Salmos 40
Biblia Nacar-Colunga ›1Al maestro del coro. Salmo de David.
2Confiadamente esperé en Yahvé, y El se inclinó hacia mí y escuchó mi clamor.
3Y me sacó de una horrible hoya, de fangosa charca. Y afirmó mis pies sobre roca y afianzó mis pasos.
4Puso en mi boca un cántico nuevo, una alabanza a nuestro Dios. Que lo vean muchos y teman y confíen en Yahvé.
5Bienaventurado el varón que en Yahvé puso su confianza y no se vuelve a los soberbios ni mentirosos apóstatas.
6Tú, ¡oh Yahvé! Dios mío, has multiplicado tus maravillas y tus designios en favor nuestro. Nadie hay semejante a ti. Yo quisiera anunciarlas, hablar de ellas, pero sobrepasan todo número.
7No te complaces tú en el sacrificio y la ofrenda; me has dado oído abierto; no pides ni holocausto ni sacrificio expiatorio."
8Entonces dije: “¡He aquí que vengo!” En el rollo del libro me está prescrito
9hacer tu complacencia; Dios mío, (ello) me es grato, y tu Ley está en medio de mis entrañas."
10He proclamado la justicia en la gran asamblea, he aquí que no he cerrado mis labios; Yahvé, tú lo sabes."
11No he tenido encerrada tu justicia en mi corazón, he anunciado tu fidelidad y tu salvación; no he ocultado tu piedad y tu fidelidad a la numerosa asamblea."
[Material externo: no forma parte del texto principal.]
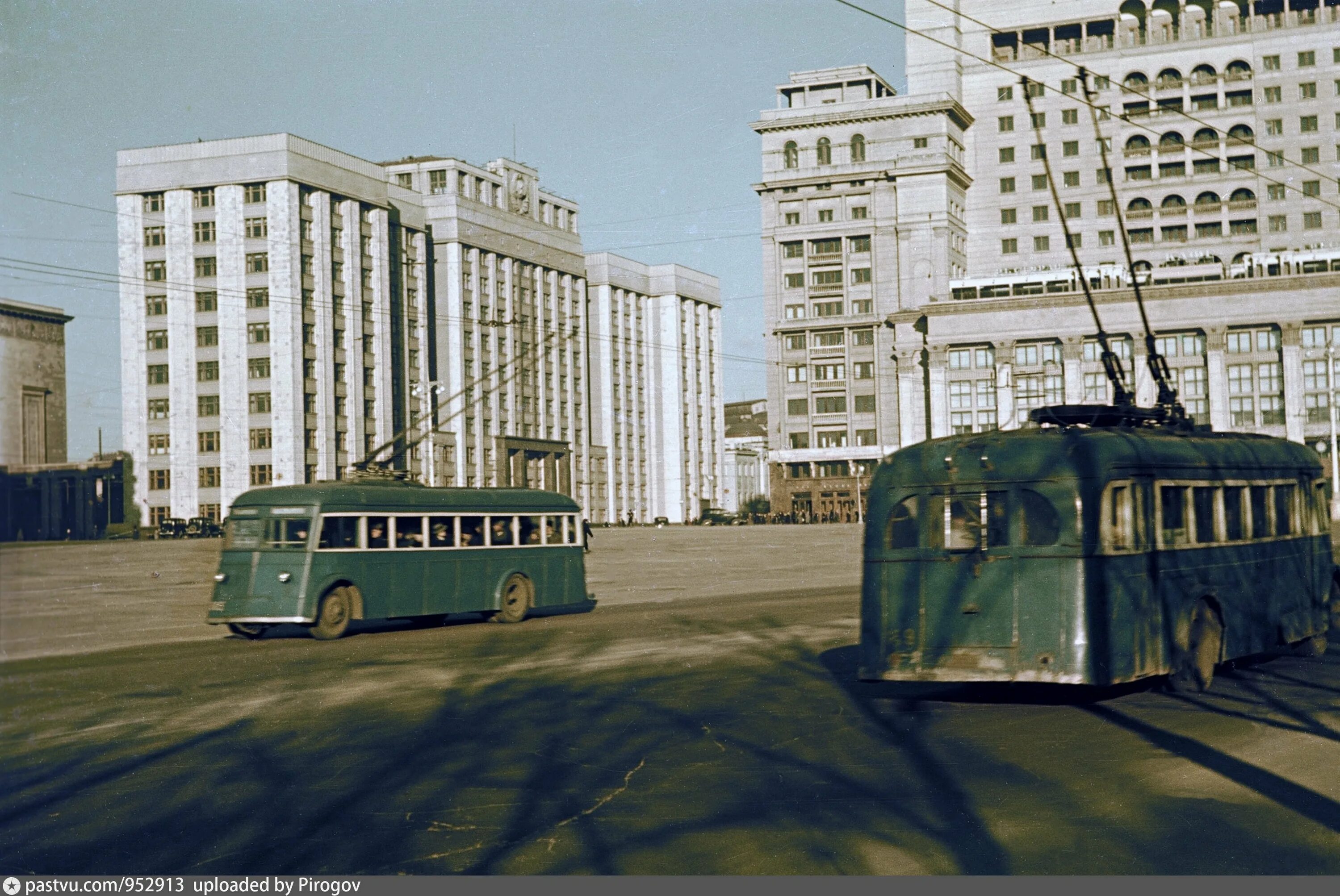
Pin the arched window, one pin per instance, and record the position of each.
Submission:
(1204, 75)
(858, 148)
12No apartes de mí, ¡oh Yahvé! tu misericordia; i tu piedad y tu fidelidad me guardarán por siempre."
13Porque me rodean males sin número, se me echan encima mis iniquidades, y no puedo levantar la vista. Superan en número a los cabellos de mi cabeza, y me falla el corazón.
14Agrádate en librarme, ¡oh Yahvé; corre, ¡oh Yahvé! en mi ayuda."
15Sean confundidos y avergonzados a una los que buscan mi vida para perderla. Vuelvan las espaldas, llenos de vergüenza, los que en mi mal se solazan.
16Estremézcanse de ignominia los que me gritan: ¡Ea, ea!
17Salten de gozo y alégrense en ti todos los que te buscan, digan siempre: “¡Ensalzado sea Yahvé!” Los que aman tu salvación.